The other day, I went to buy new hubcaps for my car. For some years I've been driving it around with an odd set, and a week ago one of these fell off. Normally I don't notice such things, but even I saw that it was probably time for new ones.

Where do you find hubcaps? In a car accessories shop, silly. The one I picked was called Auto-Passion (this was in France, where shops have names like that). It was full of wire wheels and nameless pieces of metal. There were four or five dudes in oily jeans and greasy hair hanging out by the counter.

When I asked for hubcaps - the word is enjoliveurs; literal translation: prettifiers - they laughed scornfully. "You need a supermarket, Madame," they said. Clearly (they implied) no serious parts store would dream of stocking so naff an item.

Of course, not all pieces of useless auto-decoration are petrolhead-unfriendly. Think of los flambes, the handpainted flames fashionable amongst Latinos in Los Angeles. Or saloon-car spoilers. Or that neon underlighting that makes your night-time car look as though it's just gliding along a foot above the road.

Whatever your taste in such items, they all have one thing in common: they are not necessary to the efficient functioning of the car. But we like the way they look. So we buy them - and, incidentally, the car they happen to adorn: thus once again demonstrating the truth of Alfred Sloan's great aperçu that what sells cars is not the engineering.

This, of course, was a marketing breakthrough as far as the car industry was concerned. When Henry Ford brought out the Model T, the market for popular cars seemed bottomless: everybody wanted one.

But comparatively soon everybody had one: so what then? Model Ts were built to last. And the cost of introducing a new model was frightening. It involved not only designing a new car but retooling the entire production line. Ford eventually bit the bullet: the last Model T appeared in 1926, after which everything closed down amid enormous secrecy until, in 1927, the Model A was introduced: an anticlimax from which, it could be argued, the Ford Motor Company has never entirely recovered.

How was the auto industry to survive the saturation of the first-time buyer market? The man who came up with the answer was General Motors' Alfred Sloan. Ford, like all the pioneers of motoring, had been an engineer, and the the Model T - tough, cheap, adaptable, easily maintained - was a triumph of imaginative engineering.

Sloan's background was different. He was an industrialist who had come to General Motors because it bought his ball-bearings company; and he realised that the problem was not one of engineering, but of marketing.

Once people had bought a car, they didn't need to buy another until it died. But needing is not the same as wanting. You don't need a new dress or coat every year. But you probably buy one, because last year's looks somehow wrong.

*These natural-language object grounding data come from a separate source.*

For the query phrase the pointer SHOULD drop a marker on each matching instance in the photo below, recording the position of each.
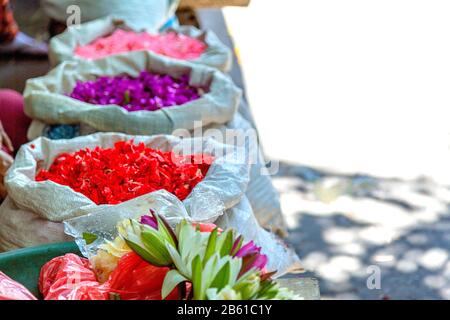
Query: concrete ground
(352, 97)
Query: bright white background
(350, 85)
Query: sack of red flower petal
(12, 290)
(108, 36)
(33, 212)
(135, 93)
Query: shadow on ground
(366, 237)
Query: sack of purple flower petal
(134, 93)
(67, 46)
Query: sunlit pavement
(343, 92)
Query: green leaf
(197, 278)
(222, 278)
(89, 237)
(211, 246)
(172, 279)
(178, 262)
(153, 243)
(147, 256)
(167, 229)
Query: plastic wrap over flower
(100, 225)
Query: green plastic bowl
(24, 265)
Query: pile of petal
(148, 91)
(126, 171)
(169, 44)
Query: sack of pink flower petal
(107, 36)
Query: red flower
(126, 171)
(136, 279)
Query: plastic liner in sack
(139, 14)
(33, 211)
(263, 197)
(261, 193)
(45, 97)
(103, 223)
(62, 47)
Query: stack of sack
(236, 194)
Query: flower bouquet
(150, 260)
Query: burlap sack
(62, 47)
(46, 99)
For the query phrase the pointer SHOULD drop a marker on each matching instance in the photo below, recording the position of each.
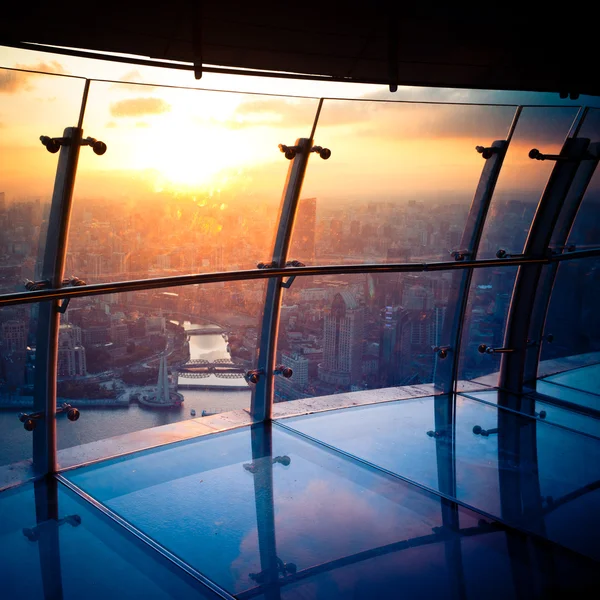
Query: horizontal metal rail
(283, 75)
(134, 285)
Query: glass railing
(190, 186)
(190, 183)
(400, 183)
(35, 104)
(155, 357)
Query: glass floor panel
(267, 513)
(83, 554)
(567, 394)
(584, 379)
(552, 413)
(545, 479)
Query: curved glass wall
(191, 181)
(352, 333)
(18, 328)
(399, 183)
(301, 503)
(522, 180)
(138, 360)
(33, 105)
(570, 355)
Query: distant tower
(342, 344)
(303, 238)
(162, 385)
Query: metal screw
(486, 152)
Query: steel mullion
(46, 359)
(512, 366)
(560, 236)
(262, 397)
(446, 373)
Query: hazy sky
(205, 142)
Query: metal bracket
(535, 154)
(253, 375)
(291, 151)
(442, 351)
(440, 434)
(290, 263)
(460, 255)
(44, 284)
(53, 144)
(487, 152)
(484, 349)
(478, 430)
(33, 533)
(563, 249)
(504, 254)
(283, 570)
(288, 282)
(254, 466)
(30, 420)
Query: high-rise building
(342, 342)
(71, 354)
(303, 237)
(14, 336)
(394, 346)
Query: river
(100, 423)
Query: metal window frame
(446, 371)
(262, 396)
(558, 187)
(560, 236)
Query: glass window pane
(586, 228)
(18, 328)
(32, 105)
(399, 183)
(484, 324)
(522, 180)
(347, 333)
(191, 181)
(136, 360)
(569, 365)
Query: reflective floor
(349, 503)
(579, 386)
(55, 545)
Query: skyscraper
(394, 346)
(342, 342)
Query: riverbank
(27, 402)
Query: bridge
(221, 367)
(205, 331)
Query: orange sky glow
(209, 144)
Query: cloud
(138, 107)
(131, 77)
(12, 82)
(274, 111)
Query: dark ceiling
(379, 41)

If the auto industry was to thrive, the car, Sloan realised, must become a fashion item.

Sloan made his great move in 1929. That year he hired Harley Earl, who had made his name designing extravagant, personalised cars for the Hollywood stars, and brought him to Detroit. Until then, what a car looked like had been dictated by engineering requirements.

But soon Earl's design studio, not the engineering department, was dictating appearance. If curved windscreens looked better, then windscreens curved, even though they were hard to make and distorted vision. They were pretty, and so people wanted them. And what people wanted, people bought.

And now my wheels look lovely in their new hubcaps. Thank you, Harley Earl.